What is a scram jet?
A scram jet is a modification of conventional jet engines that uses the atmospheric oxygen directly. In a conventional engine both hydrogen and oxygen is carried for combustion. Thus, scram jet saves from the extra load of carrying oxygen as it uses the atmospheric oxygen.
What is it’s benefit?
It is going to save a lot of money as payload required to carry oxygen is reduced. Scramjet engine is going to bring down the launch cost effectively.
Oxygen is available only in the atmosphere, not outside of it. So, it can only be used in course of it’s journey to cross earth atmosphere and not in space. You must be knowing that the space is void of oxygen.
India Joins Elite Club Of Nations With Successful Scramjet Engine Test
India is the fourth country to demonstrate the flight testing of Scramjet Engine after the United States, Russia and European Space Agency.
The scramjet engine, used only during the atmospheric phase of the rocket’s flight, will help in bringing down the launch cost by reducing the amount of oxidiser to be carried along with the fuel.
President Pranab Mukherjee congratulated ISRO for the successful test launch. “Hearty congratulations ISRO on successful test of futuristic scramjet rocket engine, India is proud of you,” Mukherjee said in a tweet.
This is not India’s first venture into hypersonic flight or scramjet technology. DRDO has reportedly been working with NPO Mashinostroyenia of Russia to develop the second generation Brahmos cruise missile powered by a scramjet, dubbed the Brahmos-II. Brahmos-II is being designed to be capable of flying 300 odd kilometers at a speed of Mach 7.

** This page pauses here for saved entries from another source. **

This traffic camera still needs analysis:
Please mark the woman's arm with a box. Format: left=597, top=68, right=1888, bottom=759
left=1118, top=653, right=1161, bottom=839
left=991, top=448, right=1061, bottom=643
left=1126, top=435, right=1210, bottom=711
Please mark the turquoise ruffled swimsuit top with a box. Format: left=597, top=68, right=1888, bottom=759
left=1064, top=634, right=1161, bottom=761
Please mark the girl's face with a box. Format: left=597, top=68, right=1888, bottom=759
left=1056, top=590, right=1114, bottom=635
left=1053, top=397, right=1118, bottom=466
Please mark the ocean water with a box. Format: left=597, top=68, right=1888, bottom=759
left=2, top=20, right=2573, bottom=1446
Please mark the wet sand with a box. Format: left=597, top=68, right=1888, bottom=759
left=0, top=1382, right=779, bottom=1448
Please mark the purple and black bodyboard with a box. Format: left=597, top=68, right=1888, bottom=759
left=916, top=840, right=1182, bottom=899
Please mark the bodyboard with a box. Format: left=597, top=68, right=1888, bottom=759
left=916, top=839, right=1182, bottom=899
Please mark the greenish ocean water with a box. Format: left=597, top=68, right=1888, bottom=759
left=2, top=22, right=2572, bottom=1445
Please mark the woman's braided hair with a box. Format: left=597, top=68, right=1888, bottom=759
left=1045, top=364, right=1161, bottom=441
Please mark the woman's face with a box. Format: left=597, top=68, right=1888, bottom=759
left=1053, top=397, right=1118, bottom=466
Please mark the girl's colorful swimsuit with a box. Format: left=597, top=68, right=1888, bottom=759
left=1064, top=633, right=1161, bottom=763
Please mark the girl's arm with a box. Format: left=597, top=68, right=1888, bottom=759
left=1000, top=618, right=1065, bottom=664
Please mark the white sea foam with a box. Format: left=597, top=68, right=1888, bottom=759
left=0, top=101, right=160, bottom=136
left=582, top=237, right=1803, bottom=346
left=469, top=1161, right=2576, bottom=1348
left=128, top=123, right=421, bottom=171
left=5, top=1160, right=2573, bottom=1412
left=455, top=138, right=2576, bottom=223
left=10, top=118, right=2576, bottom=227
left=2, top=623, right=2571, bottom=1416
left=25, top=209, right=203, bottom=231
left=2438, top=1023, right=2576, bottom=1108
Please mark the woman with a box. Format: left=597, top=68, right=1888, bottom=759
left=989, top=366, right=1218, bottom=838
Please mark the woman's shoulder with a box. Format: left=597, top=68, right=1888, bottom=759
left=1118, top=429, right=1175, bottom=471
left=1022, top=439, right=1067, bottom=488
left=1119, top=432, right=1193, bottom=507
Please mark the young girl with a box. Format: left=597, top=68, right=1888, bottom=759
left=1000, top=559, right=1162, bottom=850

Today, after a smooth countdown of 12 hours, the solid rocket booster carrying the scramjet engines, lifted off at 6:00 AM in the morning. In its release, ISRO said that important flight events, such as burn out of booster rocket stage, ignition of the second stage solid rocket, functioning of Scramjet engines for 5 seconds followed by burn out of the second stage took place exactly as planned. After a flight of 5 minutes, the vehicle touched down in the Bay of Bengal.
The current generation Brahmos is propelled using a liquid-fueled ramjet engine, making it possible for the missile propel forward at up to Mach 3 – the fastest for a cruise missile in the world today.